Ahora que está tan de moda prohibirlo todo, considerar al ciudadano como un delincuente real o en potencia, me extraña sobremanera que a nadie se le haya ocurrido prohibir la risa, que no haya un estudio de la Universidad de Wisconsin que demuestre científicamente que reírse en exceso, incluso reírse a secas, produce daños irreparables en el páncreas y, además, afecta a la libertad del vecino; y que reírse en el coche eleva el porcentaje de accidentes porque al cerrar o entornar los ojos se pierde visibilidad. No sé si estoy dando una idea a algún desorientado, pero nada más lejos de mi intención, por lo que pido disculpas si mañana nos encontramos con un decreto antirisa o reservada solo al ámbito familiar, siempre y cuando los niños no estén durmiendo.

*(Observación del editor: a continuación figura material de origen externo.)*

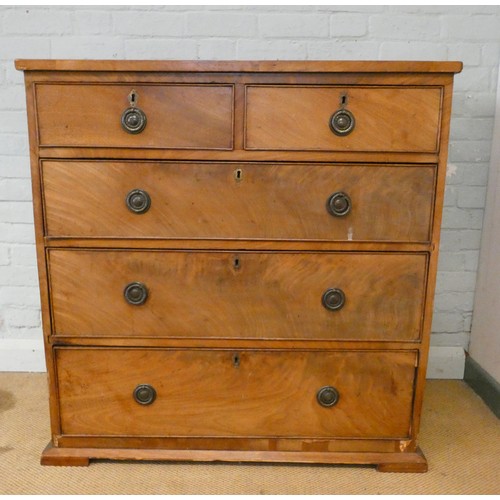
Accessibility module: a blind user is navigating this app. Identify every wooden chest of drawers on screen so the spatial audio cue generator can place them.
[16,60,461,471]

Aunque, dándole vueltas al tema, se me ocurre que en cierto modo ya se ha mutilado la risa sibilinamente. A saber: no hay risa, que se sepa, en los Consejos de Gobierno, ni en las reuniones de los sindicatos. Parece obvio con la que está cayendo y lo que queda por caer. No hay risa en el Congreso, porque el preámbulo de la risa es la inteligencia y, en fín,... La hubo con Labordeta: risa lista, risa malhumorada, risa de los que no entienden nada y de los que lo entienden todo. Risa del solitario, en definitiva, al que en vida ningunearon y acompañaron en el entierro.

No hay risa en la televisión, salvo contadísimas excepciones. Separen ustedes Vaya Semanita, Aída y Buenafuente y les quedará poco donde elegir. Los programadores saben que la risa va por barrios y ellos quieren toda la ciudad, todo el país, todo el mundo. Como mucho, se encuentran programas con sentido del humor, que no es lo mismo, y otros que se pretenden desternillantes y solo inducen al llanto. La risa de la princesa del pueblo es la risa de los pesimistas; por eso su triunfo es rotundo. En tiempos de pesimismo, el mal gusto es lo más cercano a la amargura, a lo más íntimo. El éxito de los monólogos solo tiene que ver con el ahorro: nada más barato, en todos los sentidos, que un tío con un micrófono contando lo tontas que son las tías y viceversa.

No hay risa en los periódicos, ni en los bares, salvo a altas horas de la madrugada, esa risa floja que se puede convertir en segundos en un llanto prolongado y acabar como el rosario de la aurora contando los clavos de su cruz.

Solo Bilbao podía salir en auxilio de esta orfandad. El congreso de literatura de humor es una sana bilbainada que, además, por ser en Bilbao, se celebra coincidiendo con el Festival de San Sebastián. ¡Qué pasa! Ya, aquello es cine y esto son charlas y conferencias. Por eso creo que Julia Roberts debiera haber estado en Bilbao y no en Donostia, con su eterna sonrisa, un tanto fingida, siempre sensual, recordándonos permanentemente que ella era pretty woman y que lo sigue siendo. Cine y literatura, a veces amigos, a veces íntimos enemigos. Quizás Julia Roberts sea ambas cosas a la vez. Y es arte. Por eso creo que debía haber venido a Bilbao a ver el Guggenheim y, de paso, a verme a mí. O viceversa.